In a bid to push physical infrastructure development, India Monday approved a scheme that will encourage and finance projects that are jointly developed under partnerships between private and public sector firms.

The Cabinet Committee on Economic Affairs, at a meeting chaired here by Prime Minister Manmohan Singh, has given a go-ahead to the scheme, which will be extended to entities with at least 51 percent private equity, officials said.

The eligible areas include projects for roads, bridges, railways, seaports, airports, inland waterways, power, urban development, special economic zones, international convention centres and tourism.

The gap in funding an infrastructure project under the scheme shall not exceed 20 percent of the total project cost, Finance Minister P. Chidambaram told reporters after the meeting.

But the government or a statutory entity that owns the project can provide extra funds out of its budget, but that cannot exceed a further 20 percent of the total project cost, he added.

These qualifying restrictions apart, the implementing agency for the projects must be selected through a transparent and open competitive process.

In the union budgets for the last fiscal year and the current year, a provision of Rs.15 billion ($340 million) each was marked for assistance to infrastructure development.

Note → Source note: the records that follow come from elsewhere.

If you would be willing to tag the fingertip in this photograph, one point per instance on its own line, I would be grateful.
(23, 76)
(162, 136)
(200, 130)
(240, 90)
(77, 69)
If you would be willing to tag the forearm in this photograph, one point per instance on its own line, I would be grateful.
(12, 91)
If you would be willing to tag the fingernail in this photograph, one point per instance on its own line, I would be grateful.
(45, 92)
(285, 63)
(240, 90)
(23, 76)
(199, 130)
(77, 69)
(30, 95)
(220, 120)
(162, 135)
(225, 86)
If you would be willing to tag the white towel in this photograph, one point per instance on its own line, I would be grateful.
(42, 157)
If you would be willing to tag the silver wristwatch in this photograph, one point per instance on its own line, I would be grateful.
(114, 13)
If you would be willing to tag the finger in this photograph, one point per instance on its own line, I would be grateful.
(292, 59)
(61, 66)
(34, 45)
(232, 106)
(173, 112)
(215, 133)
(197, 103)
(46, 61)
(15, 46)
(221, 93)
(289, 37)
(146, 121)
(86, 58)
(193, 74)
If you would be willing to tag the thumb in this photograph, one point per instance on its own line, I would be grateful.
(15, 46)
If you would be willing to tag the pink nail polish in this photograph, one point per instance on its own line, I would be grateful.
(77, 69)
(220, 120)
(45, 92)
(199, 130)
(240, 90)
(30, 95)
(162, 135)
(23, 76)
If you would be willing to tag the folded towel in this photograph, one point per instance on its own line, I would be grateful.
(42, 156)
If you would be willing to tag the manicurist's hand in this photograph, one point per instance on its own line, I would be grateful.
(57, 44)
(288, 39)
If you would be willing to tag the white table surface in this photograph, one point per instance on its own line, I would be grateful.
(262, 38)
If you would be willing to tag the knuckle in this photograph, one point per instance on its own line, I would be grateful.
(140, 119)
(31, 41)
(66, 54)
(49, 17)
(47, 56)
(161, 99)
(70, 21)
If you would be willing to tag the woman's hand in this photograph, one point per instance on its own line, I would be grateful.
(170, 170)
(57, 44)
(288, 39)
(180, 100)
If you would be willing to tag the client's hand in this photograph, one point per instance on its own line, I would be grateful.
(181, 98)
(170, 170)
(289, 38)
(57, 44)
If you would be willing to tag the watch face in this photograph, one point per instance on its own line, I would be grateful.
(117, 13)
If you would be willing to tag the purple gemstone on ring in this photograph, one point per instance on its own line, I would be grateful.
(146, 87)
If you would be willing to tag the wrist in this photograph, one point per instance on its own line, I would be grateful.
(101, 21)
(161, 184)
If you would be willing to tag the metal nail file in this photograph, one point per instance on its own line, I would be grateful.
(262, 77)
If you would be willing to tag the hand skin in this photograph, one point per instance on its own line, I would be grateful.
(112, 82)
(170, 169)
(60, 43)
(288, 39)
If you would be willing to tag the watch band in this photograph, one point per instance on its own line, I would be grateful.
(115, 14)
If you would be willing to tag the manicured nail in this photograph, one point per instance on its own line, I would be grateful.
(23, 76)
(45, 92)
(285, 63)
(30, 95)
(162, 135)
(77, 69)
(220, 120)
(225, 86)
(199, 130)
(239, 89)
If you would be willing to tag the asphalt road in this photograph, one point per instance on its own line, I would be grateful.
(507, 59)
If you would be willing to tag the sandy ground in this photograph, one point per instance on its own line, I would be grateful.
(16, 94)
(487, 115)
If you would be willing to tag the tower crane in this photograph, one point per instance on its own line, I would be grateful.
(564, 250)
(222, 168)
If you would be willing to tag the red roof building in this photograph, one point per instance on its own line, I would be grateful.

This money and annual outlay will form the corpus of the scheme.

A committee headed by deputy governor of the Reserve Bank Rakesh Mohan had said India would require investments of Rs.7.5 trillion ($170 billion) for sprucing up its rickety physical infrastructure.

The Planning Commission also projected an investment of over Rs.4 trillion ($90 billion), excluding the requirements for urban infrastructure, during the 10th Plan period that ends fiscal 2007.

Resources of this magnitude cannot be made available through budgetary sources alone and the new scheme has been drawn to attract and promote investment in infrastructure from all segments, including the private sector, officials said.